Take note of a few elements here. --expose 80 will allow traffic to flow into the container on port 80. --net nginx-proxy ensures we’re using the Docker network we created earlier. Finally, -e VIRTUAL_HOST=blog.DOMAIN.TLD flags nginx-proxy to create the proxy and direct any traffic requesting that domain to this new Docker container. Replace DOMAIN.TLDwith the domain of your choice.

Using docker-compose

Start by creating a ‘docker-compose.yml’ file in an empty directory and copying in the following.

version: "3"

services:
   db_node_domain:
     image: mysql:5.7
     volumes:
       - db_data:/var/lib/mysql
     restart: always
     environment:
       MYSQL_ROOT_PASSWORD: PASSWORD
       MYSQL_DATABASE: wordpress
       MYSQL_USER: wordpress
       MYSQL_PASSWORD: PASSWORD
     container_name: wordpress_db

   wordpress:
     depends_on:
       - db_node_domain
     image: wordpress:latest
     expose:
       - 80
     restart: always
     environment:
       VIRTUAL_HOST: blog.DOMAIN.TLD
       WORDPRESS_DB_HOST: db_node_domain:3306
       WORDPRESS_DB_USER: wordpress
       WORDPRESS_DB_PASSWORD: PASSWORD
     container_name: wordpress
volumes:
    db_data:

networks:
  default:
    external:
      name: nginx-proxy

Again, take note of the expose and environment: VIRTUAL_HOST options within the file. Also, the networks option at the bottom is necessary to allow this container to “speak” with nginx-proxy.

You will also want to change passwords for the MySQL database itself, and for the WordPress user that accesses said database. WordPress will create a new password for your WordPress administrator account automatically during the set-up process.

Once the configuration file is finalized, you can run the docker-compose up -d command.

Step 3. Visiting your new WordPress site and adding more

At this point, you need to configure your domain’s DNS settings to point toward the IP address of your VPS. If you set up your blog on blog.DOMAIN.TLD, create an A record for that subdomain and point it to the same IP address.

With your DNS set up correctly, you should be able to visit blog.DOMAIN.TLD and see the famous 5-minute WordPress installation! Congratulations!

You can now boot up any other Docker containers, such as another WordPress site or any other type of app/service, and nginx-proxy will take care of the rest.

One caveat for multiple WordPress installations

If you are going to host multiple WordPress blogs using this method, you need to create a unique database name for each instance. By doing so you that WordPress A connects to MySQL A, WordPress B connects to MySQL B, and so on.

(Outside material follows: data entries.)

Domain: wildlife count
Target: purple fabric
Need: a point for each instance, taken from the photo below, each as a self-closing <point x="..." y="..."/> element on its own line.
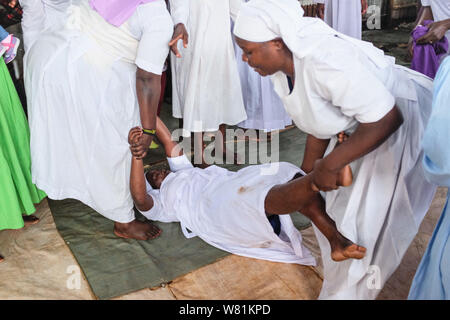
<point x="427" y="57"/>
<point x="116" y="12"/>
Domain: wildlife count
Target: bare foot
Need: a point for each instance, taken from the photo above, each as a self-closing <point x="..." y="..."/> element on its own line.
<point x="137" y="230"/>
<point x="343" y="249"/>
<point x="30" y="220"/>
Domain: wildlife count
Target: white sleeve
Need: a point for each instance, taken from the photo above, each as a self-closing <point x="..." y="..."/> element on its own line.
<point x="179" y="9"/>
<point x="179" y="163"/>
<point x="235" y="6"/>
<point x="343" y="80"/>
<point x="153" y="47"/>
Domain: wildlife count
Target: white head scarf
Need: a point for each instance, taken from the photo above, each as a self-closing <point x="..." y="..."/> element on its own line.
<point x="265" y="20"/>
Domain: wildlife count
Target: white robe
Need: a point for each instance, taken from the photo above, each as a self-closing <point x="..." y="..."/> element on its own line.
<point x="80" y="78"/>
<point x="336" y="87"/>
<point x="226" y="209"/>
<point x="441" y="11"/>
<point x="206" y="87"/>
<point x="344" y="16"/>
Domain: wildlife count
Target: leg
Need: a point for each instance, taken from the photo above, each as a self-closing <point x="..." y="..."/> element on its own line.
<point x="297" y="195"/>
<point x="136" y="229"/>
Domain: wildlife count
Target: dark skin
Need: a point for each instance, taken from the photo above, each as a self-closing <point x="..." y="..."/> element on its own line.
<point x="180" y="33"/>
<point x="148" y="90"/>
<point x="302" y="197"/>
<point x="273" y="56"/>
<point x="436" y="30"/>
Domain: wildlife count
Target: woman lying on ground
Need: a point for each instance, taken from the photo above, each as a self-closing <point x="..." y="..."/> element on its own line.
<point x="234" y="210"/>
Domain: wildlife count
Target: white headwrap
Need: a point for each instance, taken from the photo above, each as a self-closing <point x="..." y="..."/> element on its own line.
<point x="265" y="20"/>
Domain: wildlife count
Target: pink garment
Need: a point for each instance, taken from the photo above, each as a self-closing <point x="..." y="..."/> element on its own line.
<point x="116" y="12"/>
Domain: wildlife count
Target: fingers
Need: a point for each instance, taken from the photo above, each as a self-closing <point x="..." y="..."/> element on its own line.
<point x="175" y="51"/>
<point x="185" y="40"/>
<point x="175" y="39"/>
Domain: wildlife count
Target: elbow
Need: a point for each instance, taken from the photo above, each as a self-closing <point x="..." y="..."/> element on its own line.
<point x="398" y="119"/>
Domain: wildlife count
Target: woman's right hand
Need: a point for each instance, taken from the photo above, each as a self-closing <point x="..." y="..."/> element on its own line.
<point x="410" y="48"/>
<point x="321" y="10"/>
<point x="180" y="33"/>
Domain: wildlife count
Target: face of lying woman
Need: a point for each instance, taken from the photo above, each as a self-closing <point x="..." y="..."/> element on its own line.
<point x="266" y="58"/>
<point x="156" y="177"/>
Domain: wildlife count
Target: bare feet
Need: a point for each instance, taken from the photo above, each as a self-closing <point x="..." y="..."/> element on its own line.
<point x="30" y="220"/>
<point x="343" y="249"/>
<point x="137" y="230"/>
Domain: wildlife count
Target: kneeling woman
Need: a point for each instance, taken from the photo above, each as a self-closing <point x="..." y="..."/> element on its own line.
<point x="331" y="83"/>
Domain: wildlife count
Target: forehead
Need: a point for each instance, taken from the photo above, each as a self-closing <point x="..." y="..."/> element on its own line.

See the line just under services? The one that reads db_node_domain? That’s the name of your container. You can pick any naming scheme you’d like, but each instance needs to have a different name.

Once you’ve chosen a name, you need to update two other fields. First:

depends_on:

  - db_node_domain

And second:

WORDPRESS_DB_HOST: db_node_domain:3306

Additional resources to host multiple websites

Of course, be sure to check out the extensive documentation for nginx-proxy to learn more about how you can configure some more complex proxies between Docker and Nginx, such as those using SSL, with multiple ports, or multiple networks.

We haven’t tested it out yet, but there’s a “companion” to nginx-proxy called letsencrypt-nginx-proxy-companion that allows for the creation/renewal of Let’s Encrypt certificates automatically directly alongside the proxy itself.

Just another example of the really cool things that you can do with Docker!
Thanks much to our sharp-eyed reader John! He pointed out how we can improve our docker-compose files by creating unique database names for each instance of WordPress!